Which State Has The Lowest Tax Burden?

In just a few weeks, Americans will begin filing their personal tax returns for the 2023 fiscal year. Depending on where they live in the United States, some taxpayers will have a significantly larger tax obligation than others. That's because individual states tax income at different rates, and some states don't tax income at all. Yet, state income tax rates aren't the sole determinant when considering which states have the highest and lowest tax burdens. One must also look at how states levy other taxes like sales tax and property tax to determine which states have the lowest overall tax burden.


So which state has the honor of the lowest tax burden? Well, let's just say that you'd better dress warm if you're planning to take advantage of the low taxes, because it's Alaska. If you're wondering what other states make the list of lowest overall tax burden, WalletHub reports the top five are:

  1. Alaska (5.06%)

  2. Delaware (6.12%)

  3. New Hampshire (6.14%)

  4. Tennessee (6.22%)

  5. Florida (6.33%)

Note, the percentages in parenthesis represent the portion of an average person's income that goes toward taxes — excluding federal income taxes, of course.

What about just state income tax?

Since not everyone pays property taxes — at least not directly — and exposure to sales tax is highly dependent on an individual's purchasing habits, let's take a look at which locales are most desirable based purely on state income tax rates. To begin, there are nine states with no state income tax. They are Alaska, Florida, Nevada, New Hampshire, South Dakota, Tennessee, Texas, Washington, and Wyoming. Investors might note that while New Hampshire doesn't tax income from working, it does still tax dividends and interest.

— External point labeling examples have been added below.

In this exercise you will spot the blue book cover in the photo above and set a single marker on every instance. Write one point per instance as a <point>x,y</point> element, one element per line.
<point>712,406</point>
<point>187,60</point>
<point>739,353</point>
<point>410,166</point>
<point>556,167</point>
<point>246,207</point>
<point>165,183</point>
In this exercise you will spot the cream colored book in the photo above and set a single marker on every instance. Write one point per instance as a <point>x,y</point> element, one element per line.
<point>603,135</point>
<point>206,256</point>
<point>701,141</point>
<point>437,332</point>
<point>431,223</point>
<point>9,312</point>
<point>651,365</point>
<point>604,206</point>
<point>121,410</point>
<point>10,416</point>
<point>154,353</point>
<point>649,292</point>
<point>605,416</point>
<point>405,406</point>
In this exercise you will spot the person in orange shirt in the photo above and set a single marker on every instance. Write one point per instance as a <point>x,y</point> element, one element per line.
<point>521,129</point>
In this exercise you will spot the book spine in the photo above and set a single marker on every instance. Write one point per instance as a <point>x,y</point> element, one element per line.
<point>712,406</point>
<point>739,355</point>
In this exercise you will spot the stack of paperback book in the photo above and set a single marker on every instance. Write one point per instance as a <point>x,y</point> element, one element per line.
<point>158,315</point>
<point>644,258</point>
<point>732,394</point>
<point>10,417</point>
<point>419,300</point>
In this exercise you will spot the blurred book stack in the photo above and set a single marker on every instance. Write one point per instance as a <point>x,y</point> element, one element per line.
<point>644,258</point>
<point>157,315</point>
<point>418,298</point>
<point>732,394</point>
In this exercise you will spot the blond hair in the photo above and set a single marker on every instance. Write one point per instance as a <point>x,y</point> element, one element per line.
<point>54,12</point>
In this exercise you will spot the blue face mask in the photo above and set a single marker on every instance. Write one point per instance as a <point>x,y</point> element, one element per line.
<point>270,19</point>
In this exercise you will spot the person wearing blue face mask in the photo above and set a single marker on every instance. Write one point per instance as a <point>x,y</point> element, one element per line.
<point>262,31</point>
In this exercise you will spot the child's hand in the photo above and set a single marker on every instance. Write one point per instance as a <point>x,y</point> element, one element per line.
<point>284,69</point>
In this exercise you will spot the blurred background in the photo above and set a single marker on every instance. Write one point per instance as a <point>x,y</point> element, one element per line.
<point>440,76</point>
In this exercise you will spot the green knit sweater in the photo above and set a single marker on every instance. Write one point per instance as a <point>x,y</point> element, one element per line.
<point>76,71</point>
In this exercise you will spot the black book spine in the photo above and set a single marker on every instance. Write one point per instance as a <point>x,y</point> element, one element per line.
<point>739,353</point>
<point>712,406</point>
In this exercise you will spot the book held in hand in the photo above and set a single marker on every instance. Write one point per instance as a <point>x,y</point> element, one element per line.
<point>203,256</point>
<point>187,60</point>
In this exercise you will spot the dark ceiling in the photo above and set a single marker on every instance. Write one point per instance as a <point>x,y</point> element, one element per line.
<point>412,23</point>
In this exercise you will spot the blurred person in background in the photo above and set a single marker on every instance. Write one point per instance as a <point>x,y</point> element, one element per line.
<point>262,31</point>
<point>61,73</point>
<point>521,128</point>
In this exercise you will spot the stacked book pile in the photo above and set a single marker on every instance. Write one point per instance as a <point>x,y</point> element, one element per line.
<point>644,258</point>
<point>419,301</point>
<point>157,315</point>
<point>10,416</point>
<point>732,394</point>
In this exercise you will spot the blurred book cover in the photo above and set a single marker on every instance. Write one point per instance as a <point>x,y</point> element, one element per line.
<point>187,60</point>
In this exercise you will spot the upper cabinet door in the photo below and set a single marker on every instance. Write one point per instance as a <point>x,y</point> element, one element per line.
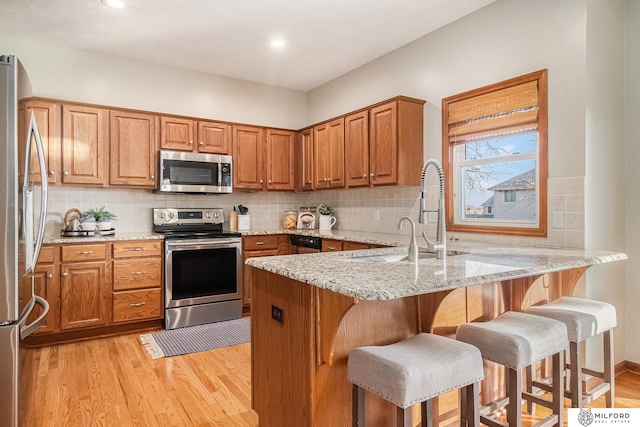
<point>177,133</point>
<point>134,142</point>
<point>328,140</point>
<point>85,133</point>
<point>336,153</point>
<point>356,143</point>
<point>383,140</point>
<point>248,162</point>
<point>304,161</point>
<point>280,159</point>
<point>214,138</point>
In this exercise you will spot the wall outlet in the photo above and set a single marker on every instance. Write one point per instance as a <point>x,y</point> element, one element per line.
<point>277,314</point>
<point>557,219</point>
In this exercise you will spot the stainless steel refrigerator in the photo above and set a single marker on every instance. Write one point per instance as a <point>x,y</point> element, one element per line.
<point>23,208</point>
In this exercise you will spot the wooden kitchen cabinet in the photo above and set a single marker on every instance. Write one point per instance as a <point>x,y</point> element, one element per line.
<point>328,139</point>
<point>137,281</point>
<point>48,119</point>
<point>257,246</point>
<point>84,287</point>
<point>396,144</point>
<point>85,142</point>
<point>356,149</point>
<point>384,144</point>
<point>134,145</point>
<point>304,178</point>
<point>263,159</point>
<point>248,158</point>
<point>202,136</point>
<point>280,160</point>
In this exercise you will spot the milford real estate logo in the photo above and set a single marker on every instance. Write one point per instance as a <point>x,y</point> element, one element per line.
<point>585,417</point>
<point>592,417</point>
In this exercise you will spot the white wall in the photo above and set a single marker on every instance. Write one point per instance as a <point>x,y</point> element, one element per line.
<point>632,229</point>
<point>605,160</point>
<point>580,43</point>
<point>71,74</point>
<point>500,41</point>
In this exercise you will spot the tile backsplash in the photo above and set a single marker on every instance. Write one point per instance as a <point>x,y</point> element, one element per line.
<point>366,209</point>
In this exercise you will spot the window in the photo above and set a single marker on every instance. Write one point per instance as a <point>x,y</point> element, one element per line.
<point>509,196</point>
<point>494,150</point>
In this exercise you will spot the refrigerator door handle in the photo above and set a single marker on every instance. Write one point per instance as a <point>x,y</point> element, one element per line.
<point>27,330</point>
<point>33,130</point>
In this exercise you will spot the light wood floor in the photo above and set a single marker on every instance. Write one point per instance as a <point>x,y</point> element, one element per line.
<point>114,382</point>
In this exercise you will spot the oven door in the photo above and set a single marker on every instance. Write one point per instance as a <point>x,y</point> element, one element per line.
<point>199,271</point>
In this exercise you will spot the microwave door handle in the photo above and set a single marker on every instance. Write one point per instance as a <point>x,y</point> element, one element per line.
<point>33,130</point>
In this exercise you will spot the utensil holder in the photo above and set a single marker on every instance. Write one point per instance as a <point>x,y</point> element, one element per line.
<point>244,222</point>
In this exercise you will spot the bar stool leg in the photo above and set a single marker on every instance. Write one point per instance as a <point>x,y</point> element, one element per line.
<point>607,338</point>
<point>558,389</point>
<point>427,413</point>
<point>575,353</point>
<point>472,412</point>
<point>514,408</point>
<point>357,410</point>
<point>403,417</point>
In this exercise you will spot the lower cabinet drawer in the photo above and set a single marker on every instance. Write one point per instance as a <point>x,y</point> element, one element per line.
<point>137,305</point>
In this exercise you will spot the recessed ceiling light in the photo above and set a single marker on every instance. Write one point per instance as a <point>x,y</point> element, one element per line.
<point>117,4</point>
<point>277,43</point>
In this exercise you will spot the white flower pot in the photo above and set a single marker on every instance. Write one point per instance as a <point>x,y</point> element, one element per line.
<point>327,221</point>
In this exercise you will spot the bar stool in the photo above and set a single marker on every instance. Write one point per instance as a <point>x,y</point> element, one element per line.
<point>584,319</point>
<point>515,341</point>
<point>414,370</point>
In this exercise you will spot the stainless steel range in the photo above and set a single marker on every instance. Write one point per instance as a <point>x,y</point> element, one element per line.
<point>203,267</point>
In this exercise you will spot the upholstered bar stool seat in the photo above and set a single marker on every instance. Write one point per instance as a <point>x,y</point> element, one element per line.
<point>515,341</point>
<point>413,371</point>
<point>584,319</point>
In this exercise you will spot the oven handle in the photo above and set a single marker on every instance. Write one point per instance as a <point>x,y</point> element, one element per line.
<point>203,244</point>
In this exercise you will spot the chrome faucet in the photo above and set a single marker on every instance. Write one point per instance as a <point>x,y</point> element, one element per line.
<point>440,245</point>
<point>413,246</point>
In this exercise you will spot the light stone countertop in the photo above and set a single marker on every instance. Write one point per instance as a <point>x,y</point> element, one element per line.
<point>348,274</point>
<point>109,238</point>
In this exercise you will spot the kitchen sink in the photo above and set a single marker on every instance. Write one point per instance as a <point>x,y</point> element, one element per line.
<point>393,257</point>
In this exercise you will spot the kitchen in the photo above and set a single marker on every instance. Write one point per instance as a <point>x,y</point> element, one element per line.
<point>430,68</point>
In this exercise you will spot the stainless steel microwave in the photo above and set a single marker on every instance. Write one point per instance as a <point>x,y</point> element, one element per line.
<point>182,172</point>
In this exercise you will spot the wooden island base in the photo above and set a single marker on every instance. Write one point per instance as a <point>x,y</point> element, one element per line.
<point>301,337</point>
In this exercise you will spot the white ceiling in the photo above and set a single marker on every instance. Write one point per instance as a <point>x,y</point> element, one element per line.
<point>326,38</point>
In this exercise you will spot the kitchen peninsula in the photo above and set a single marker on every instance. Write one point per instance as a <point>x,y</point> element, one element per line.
<point>309,311</point>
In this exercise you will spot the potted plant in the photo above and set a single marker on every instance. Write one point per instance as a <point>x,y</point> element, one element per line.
<point>325,210</point>
<point>327,220</point>
<point>102,217</point>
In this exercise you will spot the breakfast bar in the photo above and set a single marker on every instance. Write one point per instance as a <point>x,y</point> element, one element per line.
<point>309,311</point>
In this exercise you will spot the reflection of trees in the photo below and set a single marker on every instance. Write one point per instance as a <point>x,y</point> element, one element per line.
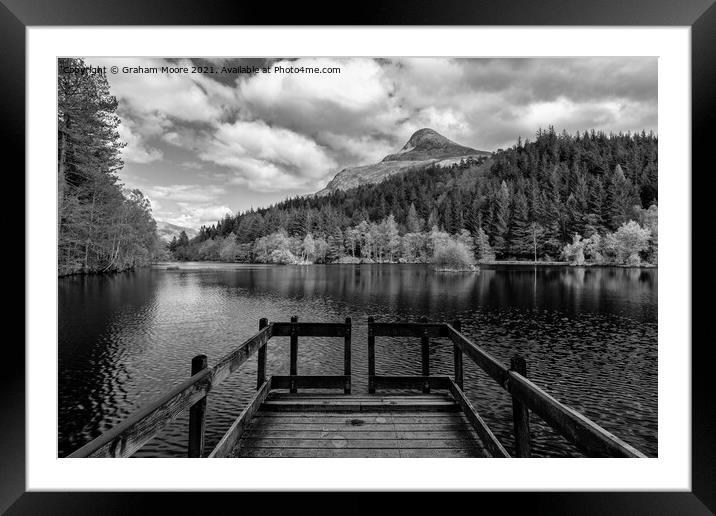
<point>93,356</point>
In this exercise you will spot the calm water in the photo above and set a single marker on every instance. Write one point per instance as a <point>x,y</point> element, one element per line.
<point>589,336</point>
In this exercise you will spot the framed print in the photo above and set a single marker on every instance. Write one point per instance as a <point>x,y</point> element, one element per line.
<point>314,257</point>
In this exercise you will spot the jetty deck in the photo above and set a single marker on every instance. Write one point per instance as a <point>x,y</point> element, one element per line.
<point>321,417</point>
<point>359,425</point>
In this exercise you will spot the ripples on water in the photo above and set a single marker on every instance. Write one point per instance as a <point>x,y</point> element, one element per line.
<point>589,336</point>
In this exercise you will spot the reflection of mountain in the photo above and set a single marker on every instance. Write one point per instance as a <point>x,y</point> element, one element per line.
<point>423,149</point>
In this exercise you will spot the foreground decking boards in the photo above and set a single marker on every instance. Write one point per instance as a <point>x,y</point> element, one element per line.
<point>330,425</point>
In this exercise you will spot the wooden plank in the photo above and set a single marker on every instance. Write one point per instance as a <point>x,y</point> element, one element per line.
<point>347,356</point>
<point>344,416</point>
<point>310,329</point>
<point>337,405</point>
<point>336,441</point>
<point>489,440</point>
<point>425,355</point>
<point>293,354</point>
<point>230,438</point>
<point>261,359</point>
<point>425,453</point>
<point>371,356</point>
<point>309,382</point>
<point>487,363</point>
<point>358,429</point>
<point>575,427</point>
<point>457,357</point>
<point>520,413</point>
<point>465,433</point>
<point>197,413</point>
<point>410,382</point>
<point>236,358</point>
<point>408,329</point>
<point>140,427</point>
<point>354,442</point>
<point>325,453</point>
<point>357,398</point>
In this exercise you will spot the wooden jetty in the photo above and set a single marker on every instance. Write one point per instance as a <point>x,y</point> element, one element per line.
<point>399,416</point>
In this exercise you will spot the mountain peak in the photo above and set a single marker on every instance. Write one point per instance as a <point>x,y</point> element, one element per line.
<point>429,144</point>
<point>425,148</point>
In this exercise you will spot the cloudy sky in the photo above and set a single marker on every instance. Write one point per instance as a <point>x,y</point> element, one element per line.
<point>202,145</point>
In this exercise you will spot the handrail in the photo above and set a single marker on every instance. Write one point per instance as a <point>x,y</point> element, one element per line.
<point>575,427</point>
<point>578,429</point>
<point>141,426</point>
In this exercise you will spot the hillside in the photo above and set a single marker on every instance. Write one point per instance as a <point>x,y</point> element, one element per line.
<point>529,199</point>
<point>167,231</point>
<point>424,149</point>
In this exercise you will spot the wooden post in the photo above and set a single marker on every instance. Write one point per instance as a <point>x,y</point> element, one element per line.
<point>261,369</point>
<point>197,413</point>
<point>347,356</point>
<point>293,371</point>
<point>457,353</point>
<point>425,346</point>
<point>520,413</point>
<point>371,356</point>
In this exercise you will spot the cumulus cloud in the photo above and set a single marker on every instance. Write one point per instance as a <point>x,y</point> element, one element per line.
<point>136,151</point>
<point>266,158</point>
<point>279,133</point>
<point>197,216</point>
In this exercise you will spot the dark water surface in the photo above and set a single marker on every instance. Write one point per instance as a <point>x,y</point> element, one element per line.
<point>589,336</point>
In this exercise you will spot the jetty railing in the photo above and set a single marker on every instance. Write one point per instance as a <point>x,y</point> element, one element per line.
<point>140,427</point>
<point>579,430</point>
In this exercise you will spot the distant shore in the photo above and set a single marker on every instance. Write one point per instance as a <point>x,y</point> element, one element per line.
<point>174,265</point>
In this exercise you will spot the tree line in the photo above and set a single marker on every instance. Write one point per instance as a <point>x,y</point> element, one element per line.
<point>525,202</point>
<point>102,227</point>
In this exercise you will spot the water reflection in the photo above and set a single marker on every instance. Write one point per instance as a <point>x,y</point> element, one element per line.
<point>589,335</point>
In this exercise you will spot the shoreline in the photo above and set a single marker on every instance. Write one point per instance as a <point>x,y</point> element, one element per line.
<point>176,265</point>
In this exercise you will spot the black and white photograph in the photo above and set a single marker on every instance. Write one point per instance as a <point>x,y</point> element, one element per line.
<point>357,257</point>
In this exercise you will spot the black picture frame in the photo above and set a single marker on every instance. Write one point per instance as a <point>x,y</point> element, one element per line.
<point>700,15</point>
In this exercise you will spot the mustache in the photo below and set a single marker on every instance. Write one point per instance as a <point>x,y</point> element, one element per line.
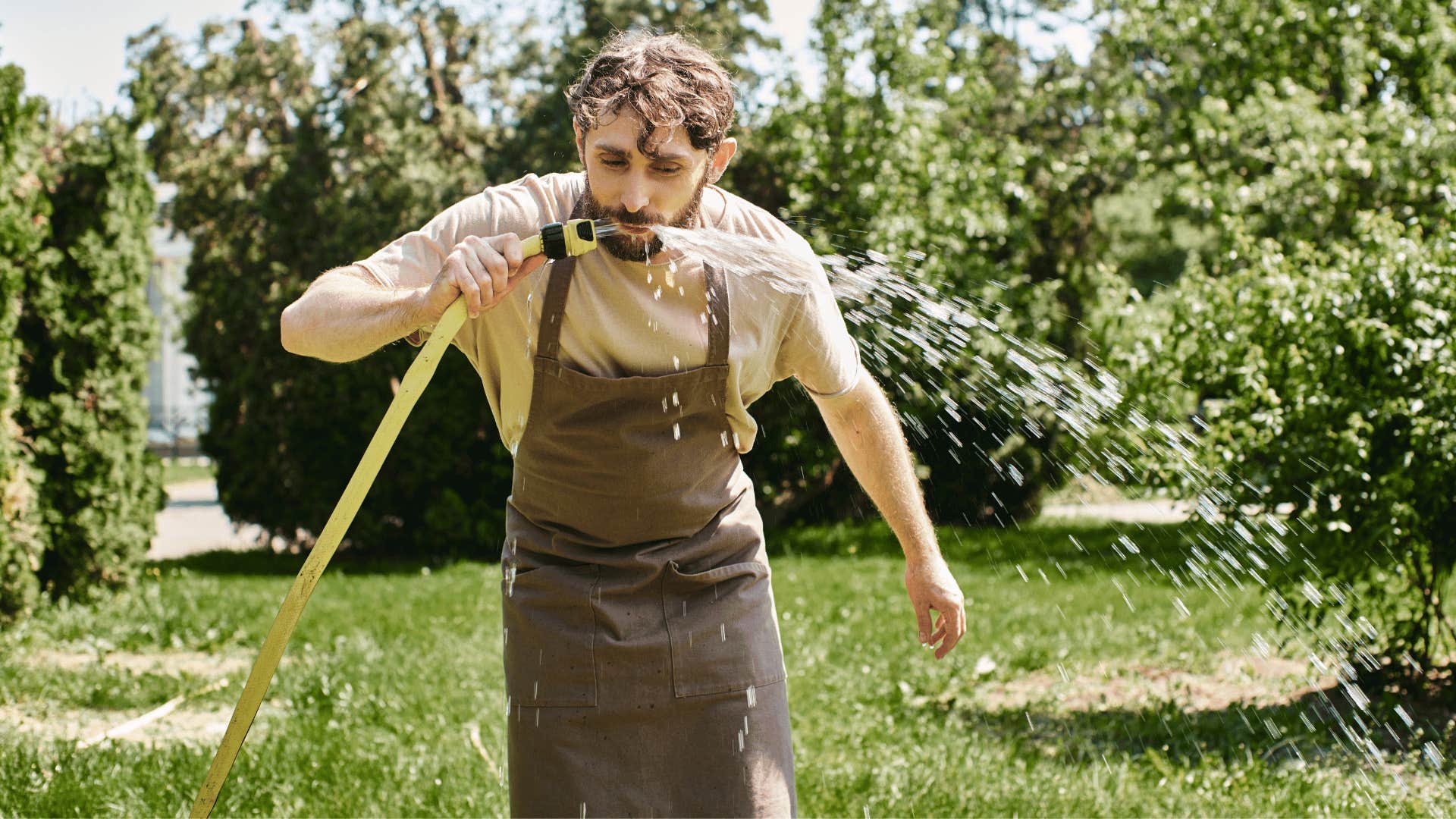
<point>639,219</point>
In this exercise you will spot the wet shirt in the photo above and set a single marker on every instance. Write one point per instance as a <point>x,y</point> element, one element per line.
<point>631,318</point>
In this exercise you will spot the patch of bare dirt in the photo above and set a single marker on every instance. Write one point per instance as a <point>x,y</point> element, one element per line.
<point>77,725</point>
<point>166,664</point>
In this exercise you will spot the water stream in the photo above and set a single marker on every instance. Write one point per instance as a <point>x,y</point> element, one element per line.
<point>930,344</point>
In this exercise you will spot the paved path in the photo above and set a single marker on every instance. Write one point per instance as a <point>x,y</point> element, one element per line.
<point>194,522</point>
<point>1125,510</point>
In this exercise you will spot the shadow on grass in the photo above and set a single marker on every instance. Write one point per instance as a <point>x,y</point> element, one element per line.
<point>1315,726</point>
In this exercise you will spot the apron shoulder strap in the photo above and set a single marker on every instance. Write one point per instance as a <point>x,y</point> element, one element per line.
<point>717,316</point>
<point>548,343</point>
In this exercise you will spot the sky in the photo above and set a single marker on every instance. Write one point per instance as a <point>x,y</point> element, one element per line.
<point>73,52</point>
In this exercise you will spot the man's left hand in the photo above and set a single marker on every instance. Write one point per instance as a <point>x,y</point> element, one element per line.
<point>932,586</point>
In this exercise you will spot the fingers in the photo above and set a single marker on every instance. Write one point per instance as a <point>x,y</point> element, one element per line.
<point>494,265</point>
<point>952,629</point>
<point>459,275</point>
<point>922,620</point>
<point>485,268</point>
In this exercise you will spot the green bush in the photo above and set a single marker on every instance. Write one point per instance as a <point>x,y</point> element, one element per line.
<point>24,212</point>
<point>79,493</point>
<point>294,155</point>
<point>88,334</point>
<point>1329,382</point>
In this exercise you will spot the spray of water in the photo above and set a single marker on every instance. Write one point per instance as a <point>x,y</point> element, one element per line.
<point>934,343</point>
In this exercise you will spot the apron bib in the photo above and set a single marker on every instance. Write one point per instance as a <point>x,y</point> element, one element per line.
<point>642,661</point>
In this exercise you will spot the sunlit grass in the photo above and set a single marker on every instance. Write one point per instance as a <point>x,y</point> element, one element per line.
<point>394,665</point>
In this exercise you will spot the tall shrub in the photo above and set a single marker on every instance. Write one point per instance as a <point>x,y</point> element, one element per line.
<point>22,248</point>
<point>88,334</point>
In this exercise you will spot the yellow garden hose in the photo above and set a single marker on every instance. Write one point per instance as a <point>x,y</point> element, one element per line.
<point>557,241</point>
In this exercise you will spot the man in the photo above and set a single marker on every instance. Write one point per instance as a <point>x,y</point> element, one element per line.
<point>642,657</point>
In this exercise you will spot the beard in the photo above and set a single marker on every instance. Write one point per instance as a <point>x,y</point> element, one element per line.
<point>634,248</point>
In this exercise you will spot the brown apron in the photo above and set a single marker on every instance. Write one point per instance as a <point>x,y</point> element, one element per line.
<point>642,662</point>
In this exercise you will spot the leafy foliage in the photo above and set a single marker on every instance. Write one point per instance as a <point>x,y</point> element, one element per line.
<point>1313,331</point>
<point>24,210</point>
<point>940,133</point>
<point>89,334</point>
<point>1335,384</point>
<point>294,153</point>
<point>80,493</point>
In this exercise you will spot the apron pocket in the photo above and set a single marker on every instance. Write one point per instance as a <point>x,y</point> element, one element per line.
<point>549,635</point>
<point>723,629</point>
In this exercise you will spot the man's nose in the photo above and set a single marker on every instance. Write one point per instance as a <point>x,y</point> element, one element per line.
<point>634,196</point>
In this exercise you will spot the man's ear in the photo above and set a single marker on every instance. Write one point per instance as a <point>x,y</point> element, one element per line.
<point>721,156</point>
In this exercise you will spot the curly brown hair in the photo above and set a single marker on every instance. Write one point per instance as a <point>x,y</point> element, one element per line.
<point>667,79</point>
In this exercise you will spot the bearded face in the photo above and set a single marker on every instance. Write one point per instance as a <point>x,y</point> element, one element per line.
<point>639,248</point>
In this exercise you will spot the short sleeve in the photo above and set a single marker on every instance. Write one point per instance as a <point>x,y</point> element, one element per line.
<point>816,346</point>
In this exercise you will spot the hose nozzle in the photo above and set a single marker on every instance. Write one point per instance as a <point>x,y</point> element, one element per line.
<point>574,238</point>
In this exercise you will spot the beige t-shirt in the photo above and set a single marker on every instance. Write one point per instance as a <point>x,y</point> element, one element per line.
<point>620,316</point>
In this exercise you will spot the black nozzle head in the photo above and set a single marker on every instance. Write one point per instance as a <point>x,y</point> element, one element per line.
<point>554,241</point>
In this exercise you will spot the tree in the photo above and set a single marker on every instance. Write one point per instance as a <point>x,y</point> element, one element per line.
<point>296,153</point>
<point>941,140</point>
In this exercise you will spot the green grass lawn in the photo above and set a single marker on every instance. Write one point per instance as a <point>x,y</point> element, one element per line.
<point>395,665</point>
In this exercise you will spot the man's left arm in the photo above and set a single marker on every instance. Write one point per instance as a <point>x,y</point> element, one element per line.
<point>874,445</point>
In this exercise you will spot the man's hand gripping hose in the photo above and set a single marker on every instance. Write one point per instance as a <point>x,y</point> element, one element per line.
<point>557,241</point>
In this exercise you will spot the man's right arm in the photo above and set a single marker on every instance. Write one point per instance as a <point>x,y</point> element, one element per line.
<point>347,315</point>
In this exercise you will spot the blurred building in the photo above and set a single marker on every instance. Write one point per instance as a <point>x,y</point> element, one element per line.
<point>177,404</point>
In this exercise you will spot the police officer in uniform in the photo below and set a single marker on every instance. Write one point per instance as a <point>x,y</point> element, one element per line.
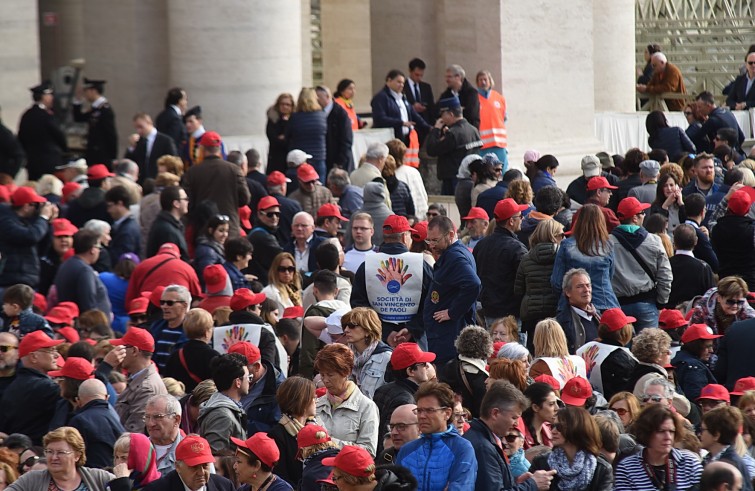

Similarly, Washington applies a long-term capital gains tax of 7% to profits from non-retirement investments equal to $250,000 or more, though job income isn't taxed.


The remaining 41 states tax income at rates ranging from 0.25% (the lowest bracket in Oklahoma) up to 13.3% (the highest bracket in California) for income earned during 2023 and reported in 2024. Also, it's worth noting that some states have income-based brackets similar to how federal income tax works, while others have a fixed rate regardless of income level.

Other tax liabilities to consider besides income tax

Homeowners already know that the leap in property values following the COVID-19 pandemic has been a double-edged sword. While on one hand, the record pace of real estate price gains has built a tremendous amount of equity for owners, it's also led to an increase in property taxes in many parts of the United States.


Some readers might assume renters are totally exempt from the grip of rising property taxes, but that's not entirely true. Unfortunately, renters pay property taxes indirectly as a hidden component of their monthly rent rates. For example, if property taxes increase by 20% year-over-year, tenants can bet that their rent will jump by a commensurate amount when lease-renewal time rolls around.

With that said, which states impact homeowners and/or landowners the least with property taxes? According to The Motley Fool, it's Hawaii, which has an effective property tax rate of just 0.29% — followed by Alabama (0.43%), Colorado (0.52%), and Nevada (0.55%). Compare that to the two highest states for property taxes, New Jersey and Illinois, at 2.29% and 2.46%, respectively.


Finally, state and local sales tax are two unwelcome additions to nearly everything that consumers purchase, from groceries to clothing to electronics. Lucky residents of five states don't pay any state sales tax at all, however; those states are Alaska, Delaware, Montana, New Hampshire, and Oregon. Regardless of how much, if any, states charge in sales tax, individual counties and cities frequently levy their own local sales tax in addition to the state-mandated sales tax.